It can be even more difficult if you’re trying to get up to date, if you’re entering the field for the first time, or if you just want to gain a wider perspective and don’t know where to start.
The nature of feminism means that the blog is the ideal way to explore many issues. A lot of the things that we want to discuss and problems that need to be solved are, to a greater or lesser extent, dependant on the identity of the person writing. For example, in the last month we have quite graphically seen that the voices of trans* people are needed, and that they have a perspective and experience which the wider field of feminism urgently needs to hear and respond to.
When the printing press came into being, it was quite some time before the academic community moved from exchanging letters and writing books to the journal process that we now accept as a fundamental part of academic life.
The journal solved many of the problems of academia as it was conducted beforehand. One could go through the archive of a journal collated on your subject area and get a good sense of the scope of the field, the position of the field now, and also the way that it had developed and reached those conclusions.
All of these problems that were helped in academia by the development of the journal are now problems that exist in the feminist blogosphere and require a solution.
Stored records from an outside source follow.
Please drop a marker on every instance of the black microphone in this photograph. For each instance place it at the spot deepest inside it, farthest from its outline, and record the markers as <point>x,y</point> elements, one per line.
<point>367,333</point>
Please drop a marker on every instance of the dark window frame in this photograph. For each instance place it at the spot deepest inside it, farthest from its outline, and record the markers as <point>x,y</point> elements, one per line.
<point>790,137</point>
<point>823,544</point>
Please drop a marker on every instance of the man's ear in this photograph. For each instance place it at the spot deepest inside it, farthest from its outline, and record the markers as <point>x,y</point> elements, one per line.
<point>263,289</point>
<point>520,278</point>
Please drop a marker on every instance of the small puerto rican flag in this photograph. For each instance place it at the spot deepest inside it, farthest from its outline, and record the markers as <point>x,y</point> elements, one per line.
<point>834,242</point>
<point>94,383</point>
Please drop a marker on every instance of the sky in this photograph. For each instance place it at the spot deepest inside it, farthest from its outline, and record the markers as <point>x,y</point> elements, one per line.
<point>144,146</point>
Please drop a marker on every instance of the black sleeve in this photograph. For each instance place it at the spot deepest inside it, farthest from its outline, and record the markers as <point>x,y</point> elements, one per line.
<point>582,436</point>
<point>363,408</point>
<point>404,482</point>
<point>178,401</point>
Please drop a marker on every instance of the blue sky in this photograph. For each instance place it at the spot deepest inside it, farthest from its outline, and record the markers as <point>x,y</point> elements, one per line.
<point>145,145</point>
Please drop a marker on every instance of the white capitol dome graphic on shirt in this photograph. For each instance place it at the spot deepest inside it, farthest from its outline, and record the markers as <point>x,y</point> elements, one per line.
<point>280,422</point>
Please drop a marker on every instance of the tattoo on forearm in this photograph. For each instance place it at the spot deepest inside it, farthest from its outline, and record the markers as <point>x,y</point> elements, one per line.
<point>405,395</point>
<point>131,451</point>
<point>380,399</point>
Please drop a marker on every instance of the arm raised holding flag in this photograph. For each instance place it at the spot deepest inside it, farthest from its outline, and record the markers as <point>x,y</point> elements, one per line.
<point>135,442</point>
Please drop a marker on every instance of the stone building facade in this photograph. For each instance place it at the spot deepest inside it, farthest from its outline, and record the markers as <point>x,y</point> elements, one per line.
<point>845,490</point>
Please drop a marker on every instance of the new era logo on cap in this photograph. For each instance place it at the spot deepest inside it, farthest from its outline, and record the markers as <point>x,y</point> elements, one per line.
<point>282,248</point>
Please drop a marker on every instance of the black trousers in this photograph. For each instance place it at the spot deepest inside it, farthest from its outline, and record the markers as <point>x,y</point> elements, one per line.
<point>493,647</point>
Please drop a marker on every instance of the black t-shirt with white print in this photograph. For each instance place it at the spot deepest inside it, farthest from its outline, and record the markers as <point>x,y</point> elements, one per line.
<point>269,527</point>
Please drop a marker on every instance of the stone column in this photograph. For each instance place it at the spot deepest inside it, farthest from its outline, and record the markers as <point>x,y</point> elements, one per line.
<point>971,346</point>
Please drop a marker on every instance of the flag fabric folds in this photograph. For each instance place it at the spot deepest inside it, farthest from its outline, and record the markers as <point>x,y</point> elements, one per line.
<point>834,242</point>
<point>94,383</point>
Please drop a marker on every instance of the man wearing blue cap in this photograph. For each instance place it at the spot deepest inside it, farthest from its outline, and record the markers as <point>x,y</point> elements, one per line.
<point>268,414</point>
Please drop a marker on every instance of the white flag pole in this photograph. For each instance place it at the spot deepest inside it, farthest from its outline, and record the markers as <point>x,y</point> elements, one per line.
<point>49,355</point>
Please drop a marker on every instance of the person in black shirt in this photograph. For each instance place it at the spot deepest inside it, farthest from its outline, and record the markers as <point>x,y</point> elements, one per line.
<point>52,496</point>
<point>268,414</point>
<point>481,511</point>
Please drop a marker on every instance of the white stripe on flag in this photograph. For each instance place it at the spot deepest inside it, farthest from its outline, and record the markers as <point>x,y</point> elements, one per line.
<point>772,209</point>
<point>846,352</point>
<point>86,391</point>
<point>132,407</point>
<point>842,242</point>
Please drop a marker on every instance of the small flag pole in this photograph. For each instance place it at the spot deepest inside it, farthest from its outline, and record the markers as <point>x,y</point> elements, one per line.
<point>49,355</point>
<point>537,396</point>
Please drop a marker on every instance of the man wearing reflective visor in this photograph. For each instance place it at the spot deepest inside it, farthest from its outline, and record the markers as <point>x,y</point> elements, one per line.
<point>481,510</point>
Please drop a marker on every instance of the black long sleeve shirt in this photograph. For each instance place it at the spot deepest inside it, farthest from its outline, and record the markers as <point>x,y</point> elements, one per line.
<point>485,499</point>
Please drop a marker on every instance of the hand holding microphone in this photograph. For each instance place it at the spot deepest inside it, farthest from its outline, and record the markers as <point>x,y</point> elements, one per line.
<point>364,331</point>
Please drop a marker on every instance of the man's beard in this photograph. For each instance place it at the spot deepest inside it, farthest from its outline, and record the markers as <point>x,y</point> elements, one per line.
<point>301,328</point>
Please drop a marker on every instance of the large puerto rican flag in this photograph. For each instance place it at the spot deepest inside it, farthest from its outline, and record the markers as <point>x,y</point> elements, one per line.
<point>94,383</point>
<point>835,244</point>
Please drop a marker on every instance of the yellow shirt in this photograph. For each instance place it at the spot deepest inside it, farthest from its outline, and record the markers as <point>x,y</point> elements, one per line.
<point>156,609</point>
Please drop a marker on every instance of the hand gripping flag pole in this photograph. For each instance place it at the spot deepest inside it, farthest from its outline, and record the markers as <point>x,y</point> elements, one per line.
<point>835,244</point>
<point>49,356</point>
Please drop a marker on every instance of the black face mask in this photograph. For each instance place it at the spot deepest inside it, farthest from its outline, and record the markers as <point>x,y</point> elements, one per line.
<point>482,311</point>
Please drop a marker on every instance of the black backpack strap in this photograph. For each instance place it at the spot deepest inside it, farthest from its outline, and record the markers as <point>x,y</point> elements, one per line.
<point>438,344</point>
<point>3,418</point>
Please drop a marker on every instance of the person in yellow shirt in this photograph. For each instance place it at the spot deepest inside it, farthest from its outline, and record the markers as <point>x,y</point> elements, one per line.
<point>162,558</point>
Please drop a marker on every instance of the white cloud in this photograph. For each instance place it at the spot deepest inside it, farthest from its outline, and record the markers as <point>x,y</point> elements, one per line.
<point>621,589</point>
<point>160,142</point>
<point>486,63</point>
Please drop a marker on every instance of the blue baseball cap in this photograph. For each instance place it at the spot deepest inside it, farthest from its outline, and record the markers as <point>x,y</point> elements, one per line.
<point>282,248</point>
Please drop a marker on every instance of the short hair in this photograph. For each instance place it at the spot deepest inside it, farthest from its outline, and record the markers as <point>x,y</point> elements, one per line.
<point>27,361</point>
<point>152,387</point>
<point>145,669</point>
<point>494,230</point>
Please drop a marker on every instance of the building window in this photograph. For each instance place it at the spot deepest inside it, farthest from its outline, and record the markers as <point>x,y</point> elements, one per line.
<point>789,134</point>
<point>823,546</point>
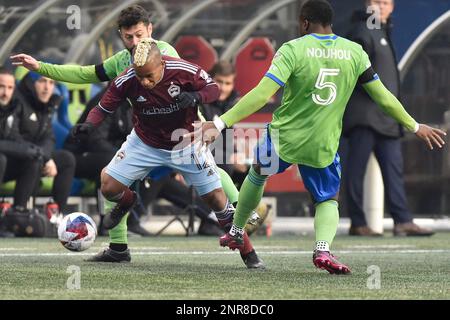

Our suggested solution is an anthology of blog posts, each with an introduction from the editors to say why it has been included, and a post script from the author to give context to the post and say why they wrote it. We will then put this anthology out as a free e-book on this blog, our own blogs, and available as an Amazon kindle book and as many other mainstream e-book sellers as we can strong-arm.
Now, here’s where we’ve come up against a bit of an issue. We came up with this idea in December 2012, and were initially thinking of getting the 2012 anthology out before the end of January 2013. We are both bloggers ourselves, and are used to being able to think of something we want to publish, and then get it out within an hour or so. An edited book takes considerably more work.
We are both currently unemployed and so are understandably working quite hard to change that. We both got made redundant in 2012 and both had hard times in our personal lives that mean that there were gaps in our engagement. It’s also quite hard to go back through an entire year to find the truly exceptional and informative posts to include. We are, in short, encountering the very problem of limited time and difficult searching that we hoped to solve with the anthology.
We currently have 15 articles which we are considering for the 2012 anthology, but this list is far from complete, and we have some categories where we so far have no articles at all. Which is frustrating, however all the articles we have so far are good, and we really want to get this project kicked off.
We feel that, at this stage, we should publish what we have and state in the introduction that we know that it is limited and flawed. We can then concentrate this year on producing a fully representative anthology for 2013.
We would be grateful for your input for the project as a whole, and for your thoughts about the 2012 anthology in particular.
[Edit: Sam Ambreen has also now joined the editorial team. Hurrah!]